As an example of this Grand Vision/Long Trajectory idea, Dunlop refers to the construction of the great European cathedrals, and then contrasts this with "The Tyranny of the Short Term Standard", which is the currently accepted outlook:
"We seem to have lost culturally the capacity that existed during the middle ages which concerned itself with 'meeting the requirements of God' even if it took generations to fulfill such requirements. The constructions of the great cathedrals of Europe were the work of centuries spanning many generations. No such clear sense of over arching necessity of purpose exists today for any national or international project ...We don't aspire to visions of new worlds. The output of enormous effort in the here and now that will not see completion in one's lifetime is a very alien and even humorous idea in an era which is increasingly conditioned to short term expectations of accomplishment and maximized individual consumption." (p. 10, emphasis his)
Dunlop then cites two examples of the "Grand Vision / Long Trajectory" from the modernist era in America, namely the purchases of the Louisiana Territory and of Alaska.
"When the opportunity arose for the purchase of the Louisiana Territory from the French, the amount represented a substantial portion of the entire budget of the United States in 1805. Yet Jefferson, looking ahead over the course of a century or two, realized that the purchase price was an infinitesimal portion of the true value of what was being offered. Against opposition, he persuaded Congress to take the plunge. On a smaller scale, 'Seward's folly' of purchasing Alaska for 67 million dollars in the mid 1860s was another such uncommon example of the long term view prevailing. The economic wisdom of Jefferson and Seward is now clearly apparent after well over a century has passed, but the territorial gain and economic gain of other planets, the Moon, and Mars has eluded every President and Congress since Nixon!" (p. 10, emphasis his).

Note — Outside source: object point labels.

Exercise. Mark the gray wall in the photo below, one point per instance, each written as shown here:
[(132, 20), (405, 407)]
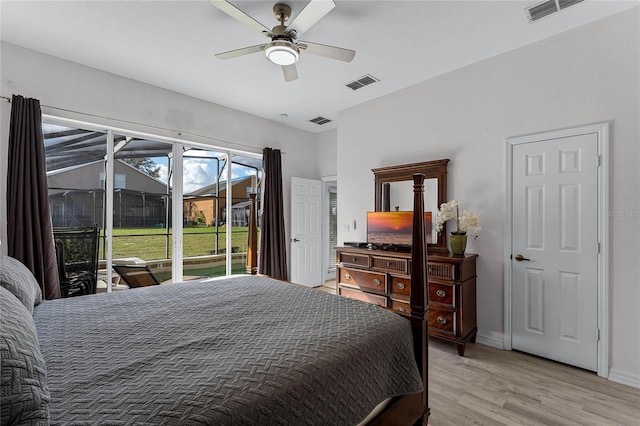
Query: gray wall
[(584, 76)]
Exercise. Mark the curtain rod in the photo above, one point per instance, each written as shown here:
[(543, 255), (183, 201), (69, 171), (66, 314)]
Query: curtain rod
[(143, 125)]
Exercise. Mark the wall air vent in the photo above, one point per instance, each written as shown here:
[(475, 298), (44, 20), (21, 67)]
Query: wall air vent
[(365, 80), (546, 8), (319, 120)]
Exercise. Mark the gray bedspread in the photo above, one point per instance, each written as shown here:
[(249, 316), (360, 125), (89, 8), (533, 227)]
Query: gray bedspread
[(243, 350)]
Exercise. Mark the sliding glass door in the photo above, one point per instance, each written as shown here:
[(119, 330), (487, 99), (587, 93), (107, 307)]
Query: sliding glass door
[(92, 172)]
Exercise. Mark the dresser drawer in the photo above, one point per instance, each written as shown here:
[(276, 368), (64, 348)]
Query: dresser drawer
[(445, 271), (441, 293), (400, 285), (389, 264), (363, 279), (442, 320), (354, 259), (364, 297), (400, 307)]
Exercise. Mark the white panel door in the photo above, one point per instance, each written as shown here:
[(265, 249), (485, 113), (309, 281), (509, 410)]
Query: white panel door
[(306, 232), (555, 249)]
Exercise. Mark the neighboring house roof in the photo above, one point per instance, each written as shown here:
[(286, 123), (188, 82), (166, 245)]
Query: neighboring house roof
[(212, 189)]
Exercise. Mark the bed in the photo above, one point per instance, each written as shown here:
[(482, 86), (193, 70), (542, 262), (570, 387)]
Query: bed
[(239, 350)]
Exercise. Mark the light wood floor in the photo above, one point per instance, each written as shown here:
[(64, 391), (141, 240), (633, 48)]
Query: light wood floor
[(493, 387)]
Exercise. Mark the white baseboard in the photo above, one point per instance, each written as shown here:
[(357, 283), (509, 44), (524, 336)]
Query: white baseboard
[(624, 378), (487, 340)]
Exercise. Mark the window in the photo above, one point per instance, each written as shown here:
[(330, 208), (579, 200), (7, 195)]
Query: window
[(141, 198)]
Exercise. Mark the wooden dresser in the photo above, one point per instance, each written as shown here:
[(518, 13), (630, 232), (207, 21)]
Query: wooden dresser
[(383, 278)]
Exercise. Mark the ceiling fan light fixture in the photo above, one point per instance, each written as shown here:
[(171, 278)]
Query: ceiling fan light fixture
[(282, 52)]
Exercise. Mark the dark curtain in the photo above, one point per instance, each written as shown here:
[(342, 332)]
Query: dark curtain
[(29, 230), (272, 260)]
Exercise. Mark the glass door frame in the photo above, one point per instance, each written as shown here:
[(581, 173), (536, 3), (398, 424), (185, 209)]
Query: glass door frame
[(178, 147)]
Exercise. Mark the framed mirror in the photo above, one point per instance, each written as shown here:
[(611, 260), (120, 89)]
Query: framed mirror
[(394, 192)]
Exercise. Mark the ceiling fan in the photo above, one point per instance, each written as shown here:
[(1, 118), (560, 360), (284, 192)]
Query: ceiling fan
[(284, 48)]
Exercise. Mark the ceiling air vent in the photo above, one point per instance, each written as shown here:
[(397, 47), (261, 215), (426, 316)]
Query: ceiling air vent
[(546, 8), (320, 120), (365, 80)]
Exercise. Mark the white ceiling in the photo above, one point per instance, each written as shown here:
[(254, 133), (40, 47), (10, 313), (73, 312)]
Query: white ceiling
[(171, 44)]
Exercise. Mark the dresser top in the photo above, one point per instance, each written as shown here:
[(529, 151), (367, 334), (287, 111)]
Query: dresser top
[(449, 257)]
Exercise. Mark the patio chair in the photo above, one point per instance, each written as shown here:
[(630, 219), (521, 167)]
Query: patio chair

Now I firmly believe, as I have stated in previous articles, and as most other space activists believe, that we must strive to radically reduce the costs of getting to and living in space. But this is not enough. It is even more important that we fight against the prevailing cynical myopic post-modernist spirit, and seek to restore the greatness which Western Culture had during its medieval and modernist eras, when the then predominant Grand Vision & Long Trajectory idea inspired men to dream great dreams and accomplish great works. Let's face it: even with Cheap Access to Space (CATS) and Cheap Utilization of the Resources of Space (CURS) [Ed. an unfortunate acronym!], it is still going to take an enormous amount of money, materials, and manpower to create a spacefaring civilization. People will not be inclined to make this kind of investment in the future until they have been liberated from the postmodernist slough of despondency and set free to once again dream the great dream of fulfilling the next great step in the Dominion Mandate - building the "cathedrals" of the next millennium: human settlements in space.
Forrest W. Schultz is President of the Environment Chapter of the National Space Society, an at large chapter and resides in Grantsville, Georgia.